Obwohl "Ascension Codes" bis in die kleinste Faser durchdacht und von verwinkelten Strukturen geprägt ist, behält es ein offenes, träumerisches Grundgefühl. Technischer und harmonischer Anspruch schließen bei Cynic nicht aus, ins Sphärische abzugleiten. In welcher Form sie das auf ihrem vierten Album zelebrieren, ist im Progressive Metal-Bereich tatsächlich einzigartig. Ähnliche Vibes transportiert Masvidal über seine spirituell angehauchten Texte. Der Gitarrist und Sänger mischt Biophysik mit Extraterrestrik, scheint den Übergang aus der materiellen in eine transzendente Welt zu beschreiben und übersetzt das letztlich in Musik.
Cynic formulieren einen Abschiedsbrief, der sich anfühlt wie ein Aufbruch und klingt, wie man sich eine Jenseitserfahrung vorstellt. Für die ungewisse Situation der Band vielleicht das bestmögliche Ergebnis. "Ascension Codes" funktioniert als Requiem genauso gut wie als Pfad in die Zukunft.
3 Kommentare mit einer Antwort
Starkes Album und starkes Fazit: "Cynic formulieren einen Abschiedsbrief, der sich anfühlt wie ein Aufbruch und klingt, wie man sich eine Jenseitserfahrung vorstellt.

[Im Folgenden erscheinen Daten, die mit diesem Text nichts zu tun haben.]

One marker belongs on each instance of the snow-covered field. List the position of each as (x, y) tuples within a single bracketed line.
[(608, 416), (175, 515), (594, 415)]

Für die ungewisse Situation der Band vielleicht das bestmögliche Ergebnis. "Ascension Codes" funktioniert als Requiem genauso gut wie als Pfad in die Zukunft."
Kann ich so unterzeichen. 5/5
Warte mal... Malone war Suizid? Das trifft gerade ziemlich krass.
In der Tat.
Klingt bockstark bislang.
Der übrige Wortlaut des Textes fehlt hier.